Those in-game centuries will be spent building up your besieged island kingdom, which floats in a sea of tangerine Cadence yuck. It’s a stop-start process of fast-forwarding through mortal lifetimes, the advance of years auto-paused when key decisions arise. Some are almost always gripping, such as text events with no obvious answers, or what to research next. Others are variable, such as who to manage your Keeps, where you establish bloodlines and twisted genealogies. While the latter will define your game at first, finding replacements for custodians with mayfly-like lifespans does grow wearying once you’ve established enough houses that heroes aren’t in short supply.

The bigger portion of a playthrough, however, is dedicated to guiding five heroes in turn-based battle. The two-phase moves and ability-heavy combat are familiar, but slightly less substantial than their clear ancestor, only irregularly generating the same gripping sense of peril and of gaming the odds. Still, in the Cadence, Double Fine finds cheeky new ways to vary the rules. Twitchers can teleport, but do so by swapping places with a hero, scattering formations; Wrinklers age their targets five years with every hit. It doesn’t matter how thick your armour is if your heart just stops.

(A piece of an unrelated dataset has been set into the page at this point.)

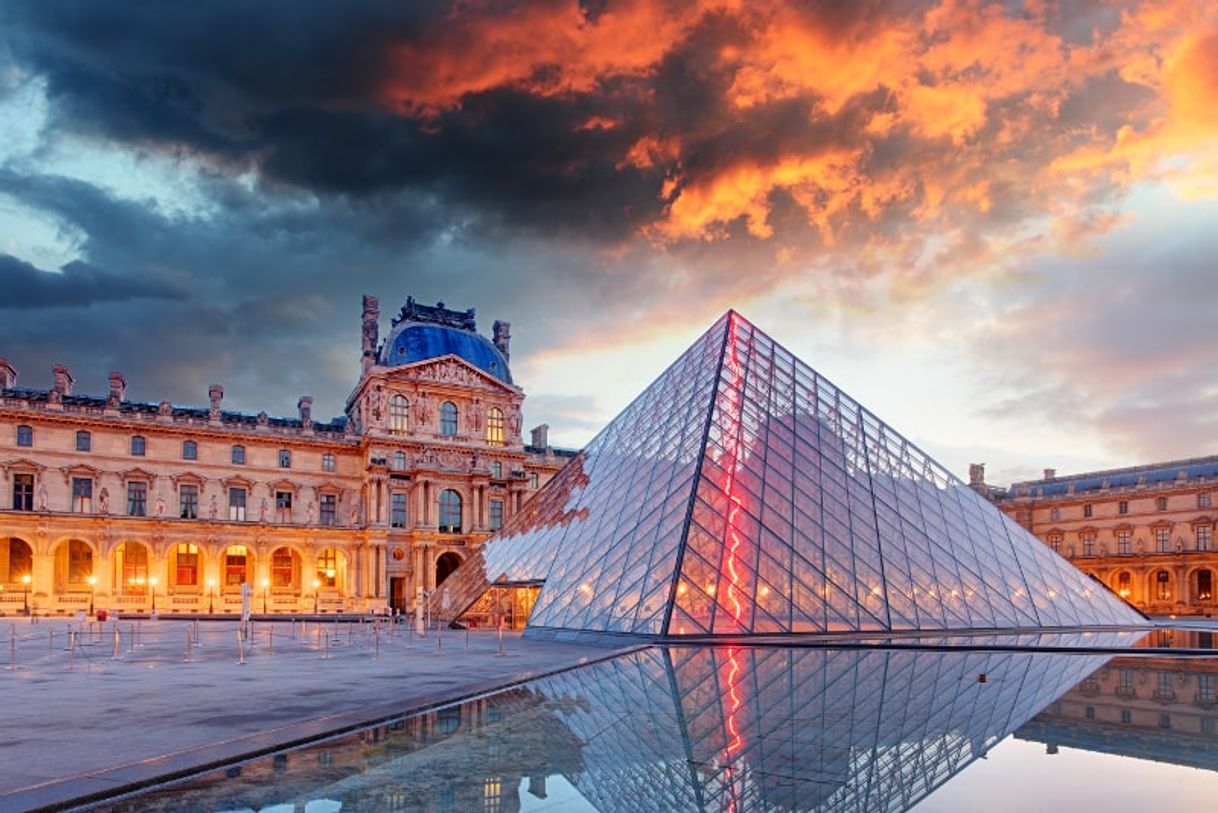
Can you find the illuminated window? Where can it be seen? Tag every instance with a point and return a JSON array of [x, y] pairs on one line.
[[1162, 585], [283, 568], [495, 427], [329, 508], [236, 504], [82, 494], [22, 491], [447, 418], [283, 506], [398, 415], [235, 566], [188, 501], [137, 499], [397, 510], [186, 564], [328, 568], [450, 512]]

Not that you’ll get too attached to individuals – natural ageing means even your best heroes can’t dodge the Reaper for long – but where Massive Chalice breaks away from its inspiration is in the things that do last. Raise a high-level hero and they might leave behind a Relic, a weapon bequeathed to their house. These level independently and, when combined with the trickle down of XP through generations, create the sense of your grand houses growing in might, even if zooming out that far does detach you from their members.

Beautiful and varied, Massive Chalice has the bearing of a great house itself. Its escalation to a meaty endgame is novel, but pestering relatives and a paucity of hardships in combat hold it back from greatness.